As observant chroniclers of the automobile scene will note (along with students of Hollywood B-lists and Sunday-dinner fixings), midlife makeovers are not always good news. Alleged improvements are easy to count in the version 2.0-or, as we used to say, Mark 2-editions; we've got press releases just in case we miss them. But sometimes these revisions are harder to feel behind the wheel. Indeed, be they mortal or super, most cars are lucky to emerge from the face-lifting process no worse than they were before.
So welcome, first, the most exceptional of the many exceptional features of the new Ferrari F430 Spider, the just-launched revision of the Ferrari 360 Modena, which debuted in 1999. This follow-up is a striking exception to the rule, not only equaling but fairly blasting past the incredibly super model it updates. As if it suddenly had 483 hp and 343 lb-ft of torque at its disposal, which, of course, it now does. Not since the Z06 version of the C5 Corvette debuted in 2001 has a vessel already so exciting to drive gone in for a mid-ocean course correction and returned to steam so wickedly strong and so noticeably improved.
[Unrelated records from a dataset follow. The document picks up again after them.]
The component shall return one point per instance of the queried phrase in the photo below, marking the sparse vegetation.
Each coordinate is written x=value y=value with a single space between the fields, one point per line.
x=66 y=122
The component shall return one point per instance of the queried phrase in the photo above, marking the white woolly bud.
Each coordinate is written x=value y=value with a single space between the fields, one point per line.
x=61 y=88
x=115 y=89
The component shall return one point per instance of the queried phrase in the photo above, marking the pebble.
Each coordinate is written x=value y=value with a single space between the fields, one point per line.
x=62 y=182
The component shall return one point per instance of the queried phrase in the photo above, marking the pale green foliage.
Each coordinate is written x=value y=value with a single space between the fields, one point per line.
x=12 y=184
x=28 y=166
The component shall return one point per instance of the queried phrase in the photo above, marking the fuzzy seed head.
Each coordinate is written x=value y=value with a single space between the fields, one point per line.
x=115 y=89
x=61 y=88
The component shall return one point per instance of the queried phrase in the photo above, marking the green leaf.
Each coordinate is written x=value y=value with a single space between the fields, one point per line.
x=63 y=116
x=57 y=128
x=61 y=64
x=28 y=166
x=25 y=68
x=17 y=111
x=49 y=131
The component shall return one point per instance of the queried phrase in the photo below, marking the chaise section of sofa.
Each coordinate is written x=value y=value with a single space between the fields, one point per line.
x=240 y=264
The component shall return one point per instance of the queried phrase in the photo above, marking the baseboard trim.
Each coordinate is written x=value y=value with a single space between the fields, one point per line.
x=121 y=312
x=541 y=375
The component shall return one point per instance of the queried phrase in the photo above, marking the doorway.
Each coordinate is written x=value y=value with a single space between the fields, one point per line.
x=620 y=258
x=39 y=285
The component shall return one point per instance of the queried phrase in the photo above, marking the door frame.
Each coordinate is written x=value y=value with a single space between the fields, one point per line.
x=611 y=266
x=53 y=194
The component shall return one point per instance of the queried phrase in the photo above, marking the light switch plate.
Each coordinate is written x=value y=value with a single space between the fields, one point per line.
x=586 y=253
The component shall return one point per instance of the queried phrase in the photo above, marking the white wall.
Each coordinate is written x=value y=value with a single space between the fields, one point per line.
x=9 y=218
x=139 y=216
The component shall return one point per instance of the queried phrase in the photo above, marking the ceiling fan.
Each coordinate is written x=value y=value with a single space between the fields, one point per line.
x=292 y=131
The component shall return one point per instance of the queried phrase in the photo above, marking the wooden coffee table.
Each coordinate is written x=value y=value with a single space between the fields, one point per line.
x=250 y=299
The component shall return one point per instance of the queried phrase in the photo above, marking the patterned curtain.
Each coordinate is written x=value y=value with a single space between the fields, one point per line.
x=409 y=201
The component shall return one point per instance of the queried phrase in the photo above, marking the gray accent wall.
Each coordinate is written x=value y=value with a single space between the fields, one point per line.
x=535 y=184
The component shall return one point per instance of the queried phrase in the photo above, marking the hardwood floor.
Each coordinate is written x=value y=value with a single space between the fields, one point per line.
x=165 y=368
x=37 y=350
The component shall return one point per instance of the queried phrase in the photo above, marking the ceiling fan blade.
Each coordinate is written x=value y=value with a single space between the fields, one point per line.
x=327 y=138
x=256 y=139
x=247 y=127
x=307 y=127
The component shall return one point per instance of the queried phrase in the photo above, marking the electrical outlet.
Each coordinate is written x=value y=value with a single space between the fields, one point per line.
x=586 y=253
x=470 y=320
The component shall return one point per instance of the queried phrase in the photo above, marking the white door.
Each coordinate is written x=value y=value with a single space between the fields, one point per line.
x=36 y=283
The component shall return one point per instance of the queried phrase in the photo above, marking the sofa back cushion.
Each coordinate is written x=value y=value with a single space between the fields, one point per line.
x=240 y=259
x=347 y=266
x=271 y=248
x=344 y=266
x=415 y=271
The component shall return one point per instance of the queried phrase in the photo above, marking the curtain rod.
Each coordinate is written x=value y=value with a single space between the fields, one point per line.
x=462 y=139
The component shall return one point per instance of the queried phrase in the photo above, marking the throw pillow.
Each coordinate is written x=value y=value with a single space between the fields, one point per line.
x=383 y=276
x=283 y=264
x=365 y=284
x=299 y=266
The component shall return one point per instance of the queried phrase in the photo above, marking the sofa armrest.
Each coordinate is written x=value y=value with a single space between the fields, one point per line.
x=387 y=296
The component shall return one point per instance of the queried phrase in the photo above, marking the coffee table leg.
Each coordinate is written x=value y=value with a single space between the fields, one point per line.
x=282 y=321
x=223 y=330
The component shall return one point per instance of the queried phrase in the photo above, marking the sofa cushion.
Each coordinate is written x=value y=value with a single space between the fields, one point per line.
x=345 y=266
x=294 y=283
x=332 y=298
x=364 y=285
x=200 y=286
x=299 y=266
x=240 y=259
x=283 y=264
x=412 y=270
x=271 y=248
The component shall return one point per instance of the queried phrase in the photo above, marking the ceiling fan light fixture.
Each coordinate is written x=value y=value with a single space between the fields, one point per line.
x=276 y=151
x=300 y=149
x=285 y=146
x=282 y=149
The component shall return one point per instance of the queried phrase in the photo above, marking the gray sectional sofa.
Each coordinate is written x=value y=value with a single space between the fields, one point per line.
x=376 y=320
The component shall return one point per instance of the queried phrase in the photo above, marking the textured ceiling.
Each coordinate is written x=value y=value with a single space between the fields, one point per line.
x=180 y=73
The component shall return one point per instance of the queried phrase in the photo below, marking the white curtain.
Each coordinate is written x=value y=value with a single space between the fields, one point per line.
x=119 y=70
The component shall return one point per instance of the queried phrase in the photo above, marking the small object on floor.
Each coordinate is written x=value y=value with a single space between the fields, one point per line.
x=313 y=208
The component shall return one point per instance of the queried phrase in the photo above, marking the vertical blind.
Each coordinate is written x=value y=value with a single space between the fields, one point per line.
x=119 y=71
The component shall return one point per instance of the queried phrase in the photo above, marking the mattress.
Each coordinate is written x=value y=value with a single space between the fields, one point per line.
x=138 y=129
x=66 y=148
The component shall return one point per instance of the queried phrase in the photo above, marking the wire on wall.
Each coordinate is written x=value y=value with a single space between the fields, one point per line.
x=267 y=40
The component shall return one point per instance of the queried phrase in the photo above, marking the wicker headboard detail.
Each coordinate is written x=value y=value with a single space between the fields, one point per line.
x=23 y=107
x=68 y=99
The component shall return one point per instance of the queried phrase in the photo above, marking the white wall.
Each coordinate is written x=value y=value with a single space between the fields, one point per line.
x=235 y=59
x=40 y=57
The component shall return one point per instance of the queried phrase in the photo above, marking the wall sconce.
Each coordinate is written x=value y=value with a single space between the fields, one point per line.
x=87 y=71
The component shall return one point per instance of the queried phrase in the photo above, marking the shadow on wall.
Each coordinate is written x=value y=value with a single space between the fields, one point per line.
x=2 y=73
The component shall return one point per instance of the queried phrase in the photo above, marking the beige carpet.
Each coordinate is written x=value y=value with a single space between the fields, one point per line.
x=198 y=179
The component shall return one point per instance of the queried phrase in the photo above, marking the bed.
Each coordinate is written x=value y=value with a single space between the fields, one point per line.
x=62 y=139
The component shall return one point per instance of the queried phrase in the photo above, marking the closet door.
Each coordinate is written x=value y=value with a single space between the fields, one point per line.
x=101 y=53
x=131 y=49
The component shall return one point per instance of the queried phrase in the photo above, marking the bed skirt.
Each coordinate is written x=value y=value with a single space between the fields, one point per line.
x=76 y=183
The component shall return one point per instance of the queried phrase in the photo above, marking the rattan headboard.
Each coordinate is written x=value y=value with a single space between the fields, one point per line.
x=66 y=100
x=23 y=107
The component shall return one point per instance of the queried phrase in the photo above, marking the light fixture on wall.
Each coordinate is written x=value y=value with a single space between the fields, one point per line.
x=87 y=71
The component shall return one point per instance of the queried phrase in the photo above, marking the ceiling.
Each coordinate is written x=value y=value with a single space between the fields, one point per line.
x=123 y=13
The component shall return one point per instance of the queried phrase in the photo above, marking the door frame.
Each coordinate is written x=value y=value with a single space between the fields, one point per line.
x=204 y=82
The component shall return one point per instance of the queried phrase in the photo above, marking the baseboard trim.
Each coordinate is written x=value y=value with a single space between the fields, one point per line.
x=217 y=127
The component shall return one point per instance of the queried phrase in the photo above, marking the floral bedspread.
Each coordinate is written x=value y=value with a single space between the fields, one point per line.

Outward refinements seem subtle on this most unsubtle machine, until you learn that the only carryover sheetmetal is the doors. Plus, there are improvements to the wind-deflection system, a revised power convertible top, and new polished stainless-steel tailpipes. There's an updated instrument binnacle, a slimmer central tunnel, and a driver's-mirror shell now embossed to read "F430," just in case anyone was in doubt that yours was the latest and greatest example of a car that now costs about $200,000.
But the F430's biggest news lies under a glass cover, just behind the driver and just ahead of its nineteen-inch rear wheels, cradled in the exposed rails of a high-tech aluminum spaceframe.
Seven-tenths of a liter in additional cubic capacity doesn't sound like much, even if it does represent an almost 20 percent increase over the none-too-shabby 360 Modena's 3.6 liters. But it turns out the old adage about the lack of a suitable replacement for displacement holds as true for fancy-pants DOHC V-8 rev monsters crafted from aluminum by Italian artisans as its does for the V-8 rock crushers puked out by American factories in cast iron when the adage was new. The F430's larger-displacement V-8 and new four-valve cylinder heads serve up an additional 91 hp and 67 lb-ft of torque, shaving half a second off its 0-to-60-mph time (now about 4.0 seconds) and raising top speed to 193 mph.
Back home, of course, a red Ferrari driven in anger is a surefire invitation to the courthouse anywhere, anyplace, anytime. But in Italy- in the hills above Maranello, at least- it's an entirely different kettle of fettuccine.
We headed skyward at the suggestion of photographer Mark Bramley, who knew too well Ferrari's planned route for the U.S. journalists who were there to drive the F430, having negotiated the same course with a group of British scribes the week before. So, while I and the rest of the American journalists were busy letting out a collective gasp as our bus pulled into the Palazzo Ducale in Sassuolo to reveal a dozen topless F430s with keys in ignitions, Bramley was already plotting our escape. He had it in mind for us to take an intentional wrong turn out of the plaza, with no goals beyond driving hard for nine hours and rejoining the group at day's end, in the parking lot of the Galleria museum and gift shop adjacent to Ferrari's shrinelike Maranello factory. It sounded like a plan.
In the name of photographic possibility and to smooth our way through the Italian countryside, we were fortunate to detach German (pronounced "Herrman") Gilli, a Ferrari wrench and test driver, complete with company car-in this case, Italy's people mover of choice, the Fiat Multipla diesel. Gilli would serve as our guide, translator, and rabbit.
Initially, it proved hard, comically so, to keep pace with the Multipla, at least as conducted by the twenty-eight-year-old Gilli, who came to Maranello three years ago from his native Argentina. A man possessed, Gilli piloted the Multipla at breakneck speed most everywhere. Showcasing what we took to be local custom, he drove on the wrong side of the road and ignored solid lines as he shot apexes and overtook on blind corners. This in villages whose size, along with general notions of etiquette and the natural impulse toward self-preservation, would seem to have dictated hauling it down to a walking speed or facing the prospect of certain arrest.